‘For Christ also suffered once for sins, the righteous for the unrighteous, that he might bring us to God’ (1 Pet 3:18).
There are many opinions on how people can come to God. The more religious opinion is that you must work hard to balance the scales between your bad and good deeds. Every day is spent striving to be better than the one before, and spent worrying about the sins you committed. Whether you’re Catholic, Mormon, Muslim, or anything else, coming to God is based upon our works. Tragically, because it’s based on our performance, there can never be any assurance that we have done enough.
The more secular, or loosely religious, opinion (if they accept a God), is that coming to God is easy. It’s the belief that God will accept us (almost) no matter what we’ve done. His standards aren’t so high as those religious fundamentalists always suggest, he knows we’re not perfect, and he accepts us as we are.
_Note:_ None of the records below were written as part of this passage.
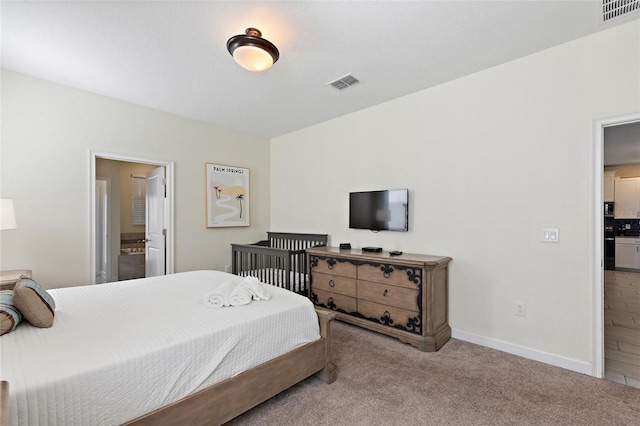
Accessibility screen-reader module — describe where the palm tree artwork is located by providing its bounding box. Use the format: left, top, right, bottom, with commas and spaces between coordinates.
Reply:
236, 194, 244, 219
213, 185, 221, 199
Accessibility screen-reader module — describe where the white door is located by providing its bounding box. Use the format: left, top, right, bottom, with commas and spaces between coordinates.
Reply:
145, 167, 166, 277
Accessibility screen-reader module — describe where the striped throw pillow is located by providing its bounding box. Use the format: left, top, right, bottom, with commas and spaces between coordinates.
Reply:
0, 290, 22, 335
14, 277, 55, 328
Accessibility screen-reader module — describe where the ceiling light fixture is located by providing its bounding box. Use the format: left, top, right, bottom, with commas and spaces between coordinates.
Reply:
226, 28, 279, 72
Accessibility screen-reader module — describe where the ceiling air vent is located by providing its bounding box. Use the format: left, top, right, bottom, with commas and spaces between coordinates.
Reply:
602, 0, 639, 21
327, 74, 360, 91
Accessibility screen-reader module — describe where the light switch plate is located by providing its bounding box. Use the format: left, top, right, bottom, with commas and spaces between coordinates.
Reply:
542, 228, 559, 243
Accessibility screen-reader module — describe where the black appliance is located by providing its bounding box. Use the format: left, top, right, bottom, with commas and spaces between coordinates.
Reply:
604, 216, 615, 270
604, 202, 614, 218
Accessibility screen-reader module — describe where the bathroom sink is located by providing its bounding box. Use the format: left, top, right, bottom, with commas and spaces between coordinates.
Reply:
121, 248, 145, 255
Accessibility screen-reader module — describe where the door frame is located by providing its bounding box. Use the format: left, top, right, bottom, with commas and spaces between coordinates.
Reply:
592, 112, 640, 378
89, 150, 175, 284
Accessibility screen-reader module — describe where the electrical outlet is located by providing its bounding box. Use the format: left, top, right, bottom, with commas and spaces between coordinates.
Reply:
224, 265, 232, 273
515, 301, 526, 316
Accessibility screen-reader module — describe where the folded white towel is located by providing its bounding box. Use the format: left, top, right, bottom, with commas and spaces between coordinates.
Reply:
240, 276, 272, 301
204, 280, 237, 308
229, 285, 252, 306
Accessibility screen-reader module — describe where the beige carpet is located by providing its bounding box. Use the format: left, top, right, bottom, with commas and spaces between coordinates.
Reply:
227, 321, 640, 425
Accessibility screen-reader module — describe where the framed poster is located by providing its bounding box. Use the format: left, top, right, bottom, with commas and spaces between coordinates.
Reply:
205, 163, 250, 227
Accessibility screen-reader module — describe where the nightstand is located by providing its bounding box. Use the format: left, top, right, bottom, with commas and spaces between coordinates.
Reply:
0, 269, 32, 291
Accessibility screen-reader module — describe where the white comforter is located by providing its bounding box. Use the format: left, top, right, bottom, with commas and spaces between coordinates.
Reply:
0, 270, 320, 425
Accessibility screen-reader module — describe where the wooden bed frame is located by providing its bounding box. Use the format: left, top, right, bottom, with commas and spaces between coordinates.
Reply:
0, 310, 335, 426
0, 381, 6, 426
231, 232, 328, 295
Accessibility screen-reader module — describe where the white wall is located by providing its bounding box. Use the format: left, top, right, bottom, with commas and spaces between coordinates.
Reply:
270, 21, 640, 369
0, 70, 270, 288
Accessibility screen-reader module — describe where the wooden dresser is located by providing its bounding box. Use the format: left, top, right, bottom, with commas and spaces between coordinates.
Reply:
306, 246, 451, 351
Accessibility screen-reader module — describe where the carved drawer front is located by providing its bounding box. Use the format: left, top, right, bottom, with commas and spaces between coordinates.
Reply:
357, 280, 419, 311
311, 257, 357, 278
312, 272, 356, 298
357, 263, 418, 290
313, 288, 357, 313
357, 299, 421, 333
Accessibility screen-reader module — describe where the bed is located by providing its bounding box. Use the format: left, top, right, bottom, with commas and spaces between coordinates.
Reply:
231, 232, 328, 295
0, 270, 335, 426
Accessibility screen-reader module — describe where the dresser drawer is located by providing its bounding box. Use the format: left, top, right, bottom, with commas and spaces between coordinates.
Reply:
312, 288, 357, 313
357, 263, 419, 290
312, 272, 356, 298
311, 256, 357, 278
357, 299, 421, 334
357, 279, 419, 311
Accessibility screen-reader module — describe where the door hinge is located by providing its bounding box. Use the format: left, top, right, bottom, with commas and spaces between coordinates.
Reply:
162, 229, 167, 236
162, 178, 167, 185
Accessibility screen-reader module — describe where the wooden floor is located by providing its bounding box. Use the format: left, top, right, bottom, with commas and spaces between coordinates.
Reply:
604, 269, 640, 388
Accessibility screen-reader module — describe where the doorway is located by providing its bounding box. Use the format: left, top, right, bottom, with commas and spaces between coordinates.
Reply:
594, 115, 640, 387
90, 151, 174, 284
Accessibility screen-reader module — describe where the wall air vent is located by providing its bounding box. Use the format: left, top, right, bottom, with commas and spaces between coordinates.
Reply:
327, 74, 360, 91
602, 0, 639, 21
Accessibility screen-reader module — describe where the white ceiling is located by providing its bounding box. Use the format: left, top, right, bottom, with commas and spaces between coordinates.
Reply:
605, 121, 640, 166
1, 1, 639, 139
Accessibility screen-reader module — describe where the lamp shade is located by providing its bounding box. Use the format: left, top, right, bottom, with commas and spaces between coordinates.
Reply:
227, 28, 279, 72
232, 45, 276, 72
0, 199, 17, 230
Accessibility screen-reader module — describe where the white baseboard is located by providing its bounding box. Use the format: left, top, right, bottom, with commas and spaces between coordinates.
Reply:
451, 328, 594, 376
But neither opinion is helpful, because both misrepresent God’s standards and our ability to reach them. God is holy, and he expects his people to be holy. He will accept nothing less than moral perfection. Despite what the secular/loosely religious thinks, God will not just brush off our sin like it’s nothing. This is a standard none of us can reach. We are all sinful, and a lifetime of good works will never outweigh one sin.
But there is a way, not earned by us, but provided by God. In his mercy he sent Christ who suffered for sins. By his death on the cross he bore the punishment for sin. He died for sinners, the unrighteous. Coming to God is a gift for those who trust Christ. This is a revolutionary message for us to proclaim.